Закрывая локтями груди, мелко переступая длинными ногами по лоскутному половику, вся зябко вздрагивая, она пошла на постель. В этой постели предстояло разрешить первый юридический казус. За шесть лет правления военным министерством Сухомлинов получил от казны жалованья двести семьдесят тысяч рублей, а сейчас в банке на его имя лежали семьсот две тысячи двести тридцать семь рублей. Откуда они взялись – в этом Сухомлинов не мог дать отчета следователям, ссылаясь на свою бережливость. Распутин обещал Екатерине Викторовне разобраться в «фунансах» ее мужа. Но со своей протекцией не спешил по той причине, что он… влюбился. Историкам известно его признание: «Только две бабы в мире украли мое сердце – это Вырубова и Сухомлинова».
– Задела ты меня, задела, – говорил он Сухомлиновой, сам себе удивляясь. Распутин и любовь – вещи несовместимые, но случилось невероятное: весь конец его жизни прошел под знаком любви к Сухомлиновой, которую он не скрывал от людей, откровенно трепался по городу: – Хороша бабенка была у военного старикашки. Как куснешь, так уснешь. Вскочишь – опять захочешь… Ох, задела она!
В один из визитов к Распутину женщина случайно – через раскрытую дверь – увидела, что здесь же отирается и Побирушка.

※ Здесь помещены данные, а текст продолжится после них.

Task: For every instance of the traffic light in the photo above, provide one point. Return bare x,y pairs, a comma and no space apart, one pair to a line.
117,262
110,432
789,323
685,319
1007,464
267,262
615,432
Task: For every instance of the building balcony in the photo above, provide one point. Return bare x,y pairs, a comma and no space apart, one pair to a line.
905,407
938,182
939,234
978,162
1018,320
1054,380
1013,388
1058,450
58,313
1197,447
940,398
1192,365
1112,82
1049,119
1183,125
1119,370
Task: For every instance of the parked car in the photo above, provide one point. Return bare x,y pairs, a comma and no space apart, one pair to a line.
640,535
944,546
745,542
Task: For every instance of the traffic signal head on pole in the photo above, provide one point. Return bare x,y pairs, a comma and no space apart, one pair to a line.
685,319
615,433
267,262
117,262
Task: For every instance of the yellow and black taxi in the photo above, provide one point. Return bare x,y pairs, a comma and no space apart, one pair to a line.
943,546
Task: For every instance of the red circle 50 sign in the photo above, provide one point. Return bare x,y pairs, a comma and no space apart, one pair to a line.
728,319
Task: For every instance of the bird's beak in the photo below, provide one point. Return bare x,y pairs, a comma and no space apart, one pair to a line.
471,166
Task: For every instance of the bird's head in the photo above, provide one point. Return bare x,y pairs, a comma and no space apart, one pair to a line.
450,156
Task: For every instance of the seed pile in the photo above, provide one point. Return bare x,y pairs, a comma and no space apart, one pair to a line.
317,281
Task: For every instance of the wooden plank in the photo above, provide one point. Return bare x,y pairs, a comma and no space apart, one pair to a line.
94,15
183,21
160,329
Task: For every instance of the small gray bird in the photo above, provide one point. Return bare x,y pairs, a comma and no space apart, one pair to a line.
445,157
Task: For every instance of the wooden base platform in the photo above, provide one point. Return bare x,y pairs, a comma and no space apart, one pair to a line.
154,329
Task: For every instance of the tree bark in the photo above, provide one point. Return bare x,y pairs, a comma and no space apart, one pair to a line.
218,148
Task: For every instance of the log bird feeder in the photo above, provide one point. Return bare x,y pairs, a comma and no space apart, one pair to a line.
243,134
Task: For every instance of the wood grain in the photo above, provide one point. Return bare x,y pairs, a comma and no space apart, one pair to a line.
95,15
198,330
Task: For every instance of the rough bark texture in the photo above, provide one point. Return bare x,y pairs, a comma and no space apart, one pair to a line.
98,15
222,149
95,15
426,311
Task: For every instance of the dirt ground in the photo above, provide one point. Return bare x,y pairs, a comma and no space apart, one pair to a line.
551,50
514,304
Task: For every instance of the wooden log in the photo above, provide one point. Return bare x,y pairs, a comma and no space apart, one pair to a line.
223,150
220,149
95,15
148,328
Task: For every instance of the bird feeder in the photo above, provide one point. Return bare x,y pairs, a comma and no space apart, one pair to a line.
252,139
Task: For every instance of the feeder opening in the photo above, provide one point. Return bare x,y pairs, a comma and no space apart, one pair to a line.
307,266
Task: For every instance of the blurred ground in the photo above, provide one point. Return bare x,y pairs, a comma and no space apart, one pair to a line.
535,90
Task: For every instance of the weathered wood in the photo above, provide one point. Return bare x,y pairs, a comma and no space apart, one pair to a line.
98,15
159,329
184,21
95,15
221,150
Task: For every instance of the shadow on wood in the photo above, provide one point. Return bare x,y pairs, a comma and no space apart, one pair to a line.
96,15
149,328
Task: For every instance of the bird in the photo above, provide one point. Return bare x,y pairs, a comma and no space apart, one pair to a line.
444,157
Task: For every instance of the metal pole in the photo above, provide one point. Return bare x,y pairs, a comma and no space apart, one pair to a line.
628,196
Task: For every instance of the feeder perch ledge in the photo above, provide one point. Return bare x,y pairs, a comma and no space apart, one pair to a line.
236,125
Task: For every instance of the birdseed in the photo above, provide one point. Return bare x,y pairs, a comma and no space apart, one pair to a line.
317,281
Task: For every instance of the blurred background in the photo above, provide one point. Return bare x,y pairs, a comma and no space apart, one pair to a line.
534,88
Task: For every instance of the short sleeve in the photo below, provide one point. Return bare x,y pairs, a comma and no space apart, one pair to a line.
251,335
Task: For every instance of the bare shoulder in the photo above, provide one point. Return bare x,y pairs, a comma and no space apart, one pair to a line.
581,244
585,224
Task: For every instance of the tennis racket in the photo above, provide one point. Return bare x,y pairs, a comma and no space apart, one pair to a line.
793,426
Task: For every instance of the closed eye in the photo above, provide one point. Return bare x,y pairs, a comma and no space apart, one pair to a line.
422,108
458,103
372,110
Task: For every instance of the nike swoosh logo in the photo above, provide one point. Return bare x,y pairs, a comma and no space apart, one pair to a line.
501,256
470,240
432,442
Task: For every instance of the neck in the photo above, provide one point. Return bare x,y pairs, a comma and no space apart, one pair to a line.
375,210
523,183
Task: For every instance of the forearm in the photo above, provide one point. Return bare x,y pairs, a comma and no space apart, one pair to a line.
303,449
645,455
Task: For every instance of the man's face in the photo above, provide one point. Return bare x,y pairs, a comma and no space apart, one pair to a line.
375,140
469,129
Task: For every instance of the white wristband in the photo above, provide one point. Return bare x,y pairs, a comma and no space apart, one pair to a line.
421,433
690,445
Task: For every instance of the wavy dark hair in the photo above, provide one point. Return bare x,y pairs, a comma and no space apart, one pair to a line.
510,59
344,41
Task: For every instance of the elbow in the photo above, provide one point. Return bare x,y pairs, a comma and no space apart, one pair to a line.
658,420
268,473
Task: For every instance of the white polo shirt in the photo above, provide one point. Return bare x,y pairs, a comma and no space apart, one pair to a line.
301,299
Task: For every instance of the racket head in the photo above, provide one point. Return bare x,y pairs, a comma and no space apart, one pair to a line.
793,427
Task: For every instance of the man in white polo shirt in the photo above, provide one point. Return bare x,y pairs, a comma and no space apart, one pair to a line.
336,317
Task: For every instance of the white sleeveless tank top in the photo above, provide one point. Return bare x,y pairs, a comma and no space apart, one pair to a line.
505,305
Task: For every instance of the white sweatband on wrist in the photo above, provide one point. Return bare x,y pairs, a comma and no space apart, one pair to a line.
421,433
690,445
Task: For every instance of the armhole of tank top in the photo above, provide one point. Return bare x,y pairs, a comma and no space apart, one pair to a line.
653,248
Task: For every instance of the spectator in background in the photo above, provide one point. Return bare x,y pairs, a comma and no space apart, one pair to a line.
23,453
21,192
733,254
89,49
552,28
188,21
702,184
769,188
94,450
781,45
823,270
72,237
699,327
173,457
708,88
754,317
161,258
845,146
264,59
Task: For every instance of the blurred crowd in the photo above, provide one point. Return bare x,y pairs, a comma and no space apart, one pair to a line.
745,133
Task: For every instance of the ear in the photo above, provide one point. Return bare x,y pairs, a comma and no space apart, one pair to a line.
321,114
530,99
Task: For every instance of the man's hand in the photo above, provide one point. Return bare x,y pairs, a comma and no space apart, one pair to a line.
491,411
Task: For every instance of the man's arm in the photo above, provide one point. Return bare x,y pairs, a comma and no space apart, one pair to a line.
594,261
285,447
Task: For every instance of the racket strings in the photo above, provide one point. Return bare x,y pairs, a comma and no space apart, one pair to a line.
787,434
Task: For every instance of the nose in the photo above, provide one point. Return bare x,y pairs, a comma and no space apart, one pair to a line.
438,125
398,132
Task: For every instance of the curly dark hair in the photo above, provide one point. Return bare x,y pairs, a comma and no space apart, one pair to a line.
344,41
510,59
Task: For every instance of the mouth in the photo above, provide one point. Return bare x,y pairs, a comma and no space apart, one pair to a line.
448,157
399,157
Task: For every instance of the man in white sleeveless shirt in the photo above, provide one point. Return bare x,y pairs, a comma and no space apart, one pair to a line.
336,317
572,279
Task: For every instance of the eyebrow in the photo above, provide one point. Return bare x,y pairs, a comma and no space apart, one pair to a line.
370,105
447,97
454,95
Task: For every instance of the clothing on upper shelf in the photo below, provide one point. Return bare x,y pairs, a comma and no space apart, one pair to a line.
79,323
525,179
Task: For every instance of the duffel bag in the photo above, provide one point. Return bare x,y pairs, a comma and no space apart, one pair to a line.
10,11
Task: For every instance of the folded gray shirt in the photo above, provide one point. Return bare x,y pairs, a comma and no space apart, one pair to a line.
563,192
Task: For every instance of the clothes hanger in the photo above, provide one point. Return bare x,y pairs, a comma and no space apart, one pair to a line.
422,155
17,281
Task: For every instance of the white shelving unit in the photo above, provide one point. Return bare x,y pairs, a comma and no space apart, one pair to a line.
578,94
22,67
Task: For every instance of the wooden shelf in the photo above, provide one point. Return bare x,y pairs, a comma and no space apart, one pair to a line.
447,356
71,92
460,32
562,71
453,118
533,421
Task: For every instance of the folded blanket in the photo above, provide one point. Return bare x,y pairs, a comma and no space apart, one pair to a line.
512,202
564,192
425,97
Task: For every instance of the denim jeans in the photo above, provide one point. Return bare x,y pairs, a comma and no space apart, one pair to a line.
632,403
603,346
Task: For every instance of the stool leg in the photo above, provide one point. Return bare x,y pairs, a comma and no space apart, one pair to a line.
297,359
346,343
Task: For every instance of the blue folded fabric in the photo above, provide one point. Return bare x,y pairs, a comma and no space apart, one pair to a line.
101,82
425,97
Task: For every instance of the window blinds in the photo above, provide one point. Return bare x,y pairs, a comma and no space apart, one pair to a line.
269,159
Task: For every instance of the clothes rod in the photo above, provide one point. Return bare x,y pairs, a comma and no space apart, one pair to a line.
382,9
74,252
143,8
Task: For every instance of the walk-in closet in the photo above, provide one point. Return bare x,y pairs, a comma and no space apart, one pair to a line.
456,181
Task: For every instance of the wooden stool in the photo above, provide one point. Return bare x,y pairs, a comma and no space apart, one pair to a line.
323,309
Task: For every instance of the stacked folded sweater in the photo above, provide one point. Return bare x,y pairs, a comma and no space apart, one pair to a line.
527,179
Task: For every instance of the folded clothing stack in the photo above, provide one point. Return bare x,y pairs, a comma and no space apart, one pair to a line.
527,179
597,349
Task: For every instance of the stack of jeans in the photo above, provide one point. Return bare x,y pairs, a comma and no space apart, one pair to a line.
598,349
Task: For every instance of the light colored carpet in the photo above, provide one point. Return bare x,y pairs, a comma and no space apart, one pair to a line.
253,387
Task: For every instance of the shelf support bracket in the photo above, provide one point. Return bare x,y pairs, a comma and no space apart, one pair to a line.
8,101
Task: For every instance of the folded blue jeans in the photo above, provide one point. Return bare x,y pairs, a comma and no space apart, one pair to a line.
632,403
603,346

– Григорий, – сказала Сухомлинова с содроганием, – как же ты, знаток людских душ, можешь пускать в свой дом Побирушку? Это же сущий Каин… Он тебя предаст, как и нас предал. Такой негодяй способен даже яду подсыпать!
Хвостов никак не ожидал, что Белецкий его спросит:
– А каково происхождение тех двухсот тысяч рублей, что вы предлагали Комиссарову за убийство Распутина?
Стало ясно, что Комиссаров (перед отбытием в Ростов) проболтался о делах министра. Хвостов даже смутился:
– Не двести я давал, а только сто тысяч.
– Это все равно. Сумма где-либо заприходована?
Степан хватал его за глотку. Хвостов вывернулся.
– Товарищ министра – товарищ министру, но министр – не товарищ товарищу министра… Удовлетворитесь пока этим!
Теперь уже не Белецкий, а я (автор!) ставлю вопрос – откуда он черпал деньги? Может, транжирил ассигнования, отпущенные на предвыборную кампанию осени 1917 года? Впрочем, к его услугам была распахнута гигантская мошна – личный кошелек княгини Зины Юсуповой, графини Сумароковой-Эльстон, богатства которой неисчерпаемы. Хвостов уже вошел в конфиденцию с этой женщиной, умной и очаровательной; его планы встретили в Москве поддержку тамошней аристократии. Сразу не ответив на вопрос Белецкого, Алексей Николаевич придумал ответ чуть позже:
– Я держу в провинции большое свиноматочное хозяйство. Отсюда и те денежки, что я предлагал Комиссарову…
Белецкий, будь он на месте Хвостова, наверное, тоже пытался бы придавить Гришку в кривом переулке. Но сейчас все силы мрачной, уязвленной честолюбием души Степан направлял исключительно на то, чтобы спихнуть Хвостова и самому занять его кресло. А в такой ситуации Распутин, несомненно, был ему очень нужен, – товарищ министра оберегал Распутина от покушений министра!